Glen Research is pleased to offer two new products for the synthesis of oligonucleotides. The new products allow for the preparation of hybridization probes with increased affinity for complementary sequences. Both are phosphoramidites that can be readily introduced via automated DNA synthesis at the end of solid phase syntheses. The caps favor the formation of stable Watson-Crick duplexes by stacking on the terminal base pair (Figure 1). Melting point increases of over 10 °C per modification can be realized for short duplexes.1,2
The caps fit canonical Watson-Crick base pairs and do not stack well on mismatched base pairs. This leads to increased base pairing selectivity at the terminal and the penultimate position of oligonucleotides featuring the caps. Base pairing fidelity is usually low at the termini, where fraying occurs frequently in the absence of caps. The beneficial effects of the caps are also realized when longer target strands are bound, so there is no need for blunt ends for the duplexes formed.1,2 The caps, when attached to the terminus of an oligonucleotide, also facilitate purification as their lipophilicity leads to prolonged retention on reversed phase columns or cartridges. Finally, capping of termini may discourage the degradation of oligonucleotides by exonucleases. Figure 2 shows the structures of the phosphoramidites producing the caps.

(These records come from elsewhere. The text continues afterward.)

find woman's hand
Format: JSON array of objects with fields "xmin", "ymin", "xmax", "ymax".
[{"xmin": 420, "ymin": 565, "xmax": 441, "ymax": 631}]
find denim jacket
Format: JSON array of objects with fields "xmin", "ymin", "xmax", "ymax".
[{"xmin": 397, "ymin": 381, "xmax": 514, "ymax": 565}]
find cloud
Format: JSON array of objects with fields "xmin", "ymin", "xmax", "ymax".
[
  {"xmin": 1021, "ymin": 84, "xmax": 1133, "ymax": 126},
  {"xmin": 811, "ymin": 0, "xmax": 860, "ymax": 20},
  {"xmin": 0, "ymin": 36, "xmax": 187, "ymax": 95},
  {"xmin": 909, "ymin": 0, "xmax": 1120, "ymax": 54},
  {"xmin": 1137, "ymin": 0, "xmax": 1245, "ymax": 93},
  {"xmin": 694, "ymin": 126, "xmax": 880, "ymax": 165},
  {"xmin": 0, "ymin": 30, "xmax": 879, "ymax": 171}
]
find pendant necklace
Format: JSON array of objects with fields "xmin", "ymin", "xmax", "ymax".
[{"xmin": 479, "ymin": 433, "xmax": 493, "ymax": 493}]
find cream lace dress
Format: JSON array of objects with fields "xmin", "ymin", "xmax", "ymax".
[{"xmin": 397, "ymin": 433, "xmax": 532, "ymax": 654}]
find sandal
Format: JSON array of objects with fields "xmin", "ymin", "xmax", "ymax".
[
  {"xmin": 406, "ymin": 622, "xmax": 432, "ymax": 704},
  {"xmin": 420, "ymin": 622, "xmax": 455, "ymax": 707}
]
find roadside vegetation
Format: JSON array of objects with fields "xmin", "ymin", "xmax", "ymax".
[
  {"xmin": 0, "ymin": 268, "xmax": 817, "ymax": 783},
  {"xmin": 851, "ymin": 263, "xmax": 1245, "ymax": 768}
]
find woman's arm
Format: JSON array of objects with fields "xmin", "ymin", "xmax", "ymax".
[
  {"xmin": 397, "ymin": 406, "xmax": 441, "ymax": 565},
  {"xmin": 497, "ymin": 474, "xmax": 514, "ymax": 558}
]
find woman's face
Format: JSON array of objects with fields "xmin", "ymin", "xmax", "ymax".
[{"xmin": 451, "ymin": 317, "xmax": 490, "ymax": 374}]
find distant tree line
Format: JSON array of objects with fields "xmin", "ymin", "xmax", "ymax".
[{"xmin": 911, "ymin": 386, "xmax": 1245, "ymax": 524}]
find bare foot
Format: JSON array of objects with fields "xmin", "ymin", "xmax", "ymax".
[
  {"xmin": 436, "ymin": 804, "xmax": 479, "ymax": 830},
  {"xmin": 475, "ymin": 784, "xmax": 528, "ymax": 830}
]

|Trimethoxystilbene (1)||Pyrenylmethylpyrrolindol (2)|
Stilbenes have been successfully employed for covalently bridging the termini of oligonucleotide hairpins.3 The trimethoxystilbene cap that is now available is the result of a recent study that focused on stilbenes that are covalently linked to only one of the two strands forming a duplex.1 The three methoxy substituents interact with the 2’-methylene group of the nucleoside in the target strand (Figure 3), as shown in a recent high resolution structure.4 Together with the stacking on the terminal base pair, this leads to much-improved mismatch discrimination. The effect is observed for any of the four possible base pairs at the terminus.1
When employed for hybridization probes immobilized on a glass surface in the form of a DNA microarray, the trimethoxystilbene cap increases the signal for the fully complementary target strand.1 This feature is particularly important for A/T-rich sequences that often cause false negatives. The selective stabilization of neighboring Watson-Crick base pairs helps to suppress cross hybridization that would otherwise lead to stronger false positive results.1
Figure 4 shows a recent example of a hybridization result involving a DNA microarray, where enhanced target signal as well as improved mismatch discrimination at the very terminus of the probe:target duplex are demonstrated.

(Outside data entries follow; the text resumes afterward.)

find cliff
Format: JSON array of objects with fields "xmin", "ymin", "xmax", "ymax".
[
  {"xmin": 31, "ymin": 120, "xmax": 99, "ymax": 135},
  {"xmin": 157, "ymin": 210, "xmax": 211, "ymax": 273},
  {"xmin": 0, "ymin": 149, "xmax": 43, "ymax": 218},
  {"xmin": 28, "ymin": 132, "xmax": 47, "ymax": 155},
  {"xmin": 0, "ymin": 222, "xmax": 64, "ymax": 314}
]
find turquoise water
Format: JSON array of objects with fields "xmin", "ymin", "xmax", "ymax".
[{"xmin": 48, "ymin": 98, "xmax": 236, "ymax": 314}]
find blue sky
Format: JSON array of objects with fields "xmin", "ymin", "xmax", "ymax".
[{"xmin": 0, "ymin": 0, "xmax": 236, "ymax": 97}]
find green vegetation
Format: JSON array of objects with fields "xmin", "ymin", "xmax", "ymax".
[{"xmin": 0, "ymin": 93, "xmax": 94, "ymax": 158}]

This phosphoramidite (2), when employed in the last step of an oligonucleotide synthesis, will produce a cap that is more lipophilic than the trimethoxystilbene. The aromatic stacking moiety is linked to the terminus of the DNA through a more rigid, cyclic linker than in the case of (1). This feature may prove advantageous for researchers interested in exploiting the special photophysical properties of the pyrenyl substituent. The pyrrolindol linker is stereoregular, leading to a single product that can be readily purified by HPLC. The pyrenyl cap is the lead compound discovered in a recent combinatorial study that evaluated over 40 different caps.2 The cap proved particularly successful for hybridization probes with a 5’-terminal deoxyadenosine residue.2 Again, its duplex-stabilizing effect does not require blunt ends. The tertiary amino group can be expected to be protonated at physiological pH, producing a cationic functionality that may help to attract target strands electrostatically. The five membered ring presenting the pyrenyl stacking unit mimics the deoxyribose of natural nucleosides, making duplexes terminating in this cap more similar in shape to unmodified DNA than those capped with the trimethoxystilbene.
We are indebted to Professor Clemens Richert, Institute of Organic Chemistry, University of Karlsruhe, for sharing with us the information included in this article.